El exorcismo chino
JIANG QIN -viuda de Mao- y Zhang Chunqiao -ideólogo de la que se llamó banda de los cuatro- han sido indultados de la pena de muerte que pesaba sobre ellos desde el 25 de enero de 1981. Se han cumplido, con exactitud cronológica, los dos años de observación en los que se esperaba el arrepentimiento de los declarados culpables. Se habla ahora de refinamiento chino o de una especial mentalidad de orientales lejana de nuestro concepto del mundo y de la vida. Pero en Texas se ha aplazado, horas antes de la señalada para su cumplimiento, la pena de muerte impuesta en 1978 a Thomas A. Barefoot, pendiente de una nueva revisión señalada para el 26 de abril. Y el ya histórico Caryl Chessman fue condenado a muerte en 1948 y ejecutado el 2 de mayo de 1960, doce años después: no le bastó su arrepentimiento, y los que esperaban el arrepentimiento de la sociedad antes de aplicar una pena de muerte se vieron defraudados. Refinamientos no chinos.El juicio de Pekín, que duró desde el 20 de noviembre de 1980 al 25 de enero de 1981, no fue un juicio: fue un exorcismo. A los acusados se les imputó todo lo posible y lo imposible: desde presenciar películas pornográficas y celebrar orgías sexuales hasta trastornar el pensamiento del presidente Mao. Era, en realidad, ese pensamiento falsamente respetado y venerado el que se estaba exorcizando, alejando, depurando. Había sido mucho más limpio el acto votivo del XX Congreso del Partido Comunista de la Unión Soviética, el 25 de febrero de 1956, ofreciendo el sacrificio de la memoria de Stalin en aras de la coexistencia pacífica: también hay que reconocer que fue mucho menos eficaz, y que la evolución de la URSS no ha llegado al punto de la velocísima inversión del régimen chino. En todo caso, y desde un punto de vista ético, siempre hay mucho de repugnante en el acto de fijar el mal como absoluto en una o varias figuras humanas con las que los nuevos jueces han colaborado estrechamente. Ni siquiera en las grandes autocracias, ni en los tiempos de sublimación fanática de las figuras -Mao, Stalin, Hitler o, en su medida, Franco-, un largo sistema es obra de una sola persona.

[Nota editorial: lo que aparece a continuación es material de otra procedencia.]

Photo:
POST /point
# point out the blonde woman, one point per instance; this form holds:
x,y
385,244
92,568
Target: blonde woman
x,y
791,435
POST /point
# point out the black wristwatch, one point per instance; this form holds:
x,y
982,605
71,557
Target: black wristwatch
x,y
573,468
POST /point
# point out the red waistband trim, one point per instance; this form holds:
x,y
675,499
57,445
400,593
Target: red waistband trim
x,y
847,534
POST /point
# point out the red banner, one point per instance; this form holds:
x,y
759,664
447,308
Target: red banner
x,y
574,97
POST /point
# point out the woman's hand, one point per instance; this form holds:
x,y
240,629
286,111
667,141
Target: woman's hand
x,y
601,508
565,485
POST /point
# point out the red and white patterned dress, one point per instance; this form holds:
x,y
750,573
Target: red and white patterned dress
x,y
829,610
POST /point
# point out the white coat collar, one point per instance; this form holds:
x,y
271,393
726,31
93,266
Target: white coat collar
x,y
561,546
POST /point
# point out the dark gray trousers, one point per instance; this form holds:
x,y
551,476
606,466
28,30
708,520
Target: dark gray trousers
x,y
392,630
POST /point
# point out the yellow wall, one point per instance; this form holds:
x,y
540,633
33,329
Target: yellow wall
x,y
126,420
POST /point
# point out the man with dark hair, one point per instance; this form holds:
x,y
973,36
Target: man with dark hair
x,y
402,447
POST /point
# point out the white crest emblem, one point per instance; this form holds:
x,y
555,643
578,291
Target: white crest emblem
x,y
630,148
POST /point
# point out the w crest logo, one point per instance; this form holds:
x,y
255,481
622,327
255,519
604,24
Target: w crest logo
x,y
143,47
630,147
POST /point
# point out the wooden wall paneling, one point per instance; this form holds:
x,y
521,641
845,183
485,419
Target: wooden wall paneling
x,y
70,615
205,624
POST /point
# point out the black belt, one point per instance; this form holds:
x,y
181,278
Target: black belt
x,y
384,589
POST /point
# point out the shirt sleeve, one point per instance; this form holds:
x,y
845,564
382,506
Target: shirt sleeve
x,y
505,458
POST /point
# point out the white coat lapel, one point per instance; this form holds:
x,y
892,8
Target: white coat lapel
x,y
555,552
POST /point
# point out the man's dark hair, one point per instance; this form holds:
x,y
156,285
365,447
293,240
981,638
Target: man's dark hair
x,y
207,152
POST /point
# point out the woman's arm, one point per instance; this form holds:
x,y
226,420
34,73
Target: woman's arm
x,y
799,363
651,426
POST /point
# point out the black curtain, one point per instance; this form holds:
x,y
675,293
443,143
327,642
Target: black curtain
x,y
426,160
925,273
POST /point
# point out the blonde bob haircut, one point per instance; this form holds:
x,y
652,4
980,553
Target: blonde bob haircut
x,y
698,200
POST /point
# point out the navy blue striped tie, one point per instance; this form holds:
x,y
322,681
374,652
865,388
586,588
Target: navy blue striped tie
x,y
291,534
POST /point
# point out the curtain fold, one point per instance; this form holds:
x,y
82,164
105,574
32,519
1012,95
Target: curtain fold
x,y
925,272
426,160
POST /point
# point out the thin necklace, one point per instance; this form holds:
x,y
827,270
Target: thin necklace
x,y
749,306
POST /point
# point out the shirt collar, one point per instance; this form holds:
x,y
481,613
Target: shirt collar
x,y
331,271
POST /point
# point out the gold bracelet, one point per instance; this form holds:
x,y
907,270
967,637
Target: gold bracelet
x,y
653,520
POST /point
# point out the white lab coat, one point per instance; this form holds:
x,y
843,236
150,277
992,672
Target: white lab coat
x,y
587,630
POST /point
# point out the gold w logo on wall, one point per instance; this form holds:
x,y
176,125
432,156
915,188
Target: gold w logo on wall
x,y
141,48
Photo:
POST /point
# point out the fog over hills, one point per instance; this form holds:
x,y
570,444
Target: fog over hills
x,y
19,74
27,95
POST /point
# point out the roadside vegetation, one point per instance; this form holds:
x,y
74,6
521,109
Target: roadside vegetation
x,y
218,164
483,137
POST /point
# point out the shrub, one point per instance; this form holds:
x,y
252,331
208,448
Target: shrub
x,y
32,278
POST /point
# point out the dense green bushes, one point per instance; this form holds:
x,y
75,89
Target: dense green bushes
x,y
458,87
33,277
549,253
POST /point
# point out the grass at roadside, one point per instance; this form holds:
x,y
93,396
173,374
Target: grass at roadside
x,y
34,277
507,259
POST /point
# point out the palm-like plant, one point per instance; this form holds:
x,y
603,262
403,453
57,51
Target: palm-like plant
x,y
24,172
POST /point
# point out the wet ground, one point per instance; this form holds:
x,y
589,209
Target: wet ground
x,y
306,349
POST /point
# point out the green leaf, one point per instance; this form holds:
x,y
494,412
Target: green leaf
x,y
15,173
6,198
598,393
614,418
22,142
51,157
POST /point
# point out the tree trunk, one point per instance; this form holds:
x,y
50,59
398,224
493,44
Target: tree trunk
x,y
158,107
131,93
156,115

Tan irreal como la condena de 1981 es la conmutación de 1983, basada en un buen comportamiento, ya que el arrepentimiento no se conoce, o no se ha proclamado. Se debe, principalmente, a que China ha conseguido que, en efecto, funcione su exorcismo, y el régimen actual, aún con resonancia en la oquedad burocrática del vocabulario comunista, haya iniciado una vía histórica distinta. Fusilar ahora a los dos antiguos condenados supondría un mal considerable para ese régimen, una contrapropaganda, sin proporcionar ningún beneficio: ni en el interior de un país que va encontrando una relativa relajación de costumbres, de trabajo y de relaciones, ni en un Occidente que trata de jugar a fondo la carta china y cuyas opiniones públicas rechazarían más bien con indignación estas ejecuciones. En todo caso, son decisiones meramente políticas, en las que los valores de justicia, piedad o humanismo no entran en ningun caso. Y que no son producto de un chinismo especial: en otros muchos países, bajo otros muchos regímenes, pasan cosas tan truculentas. O más.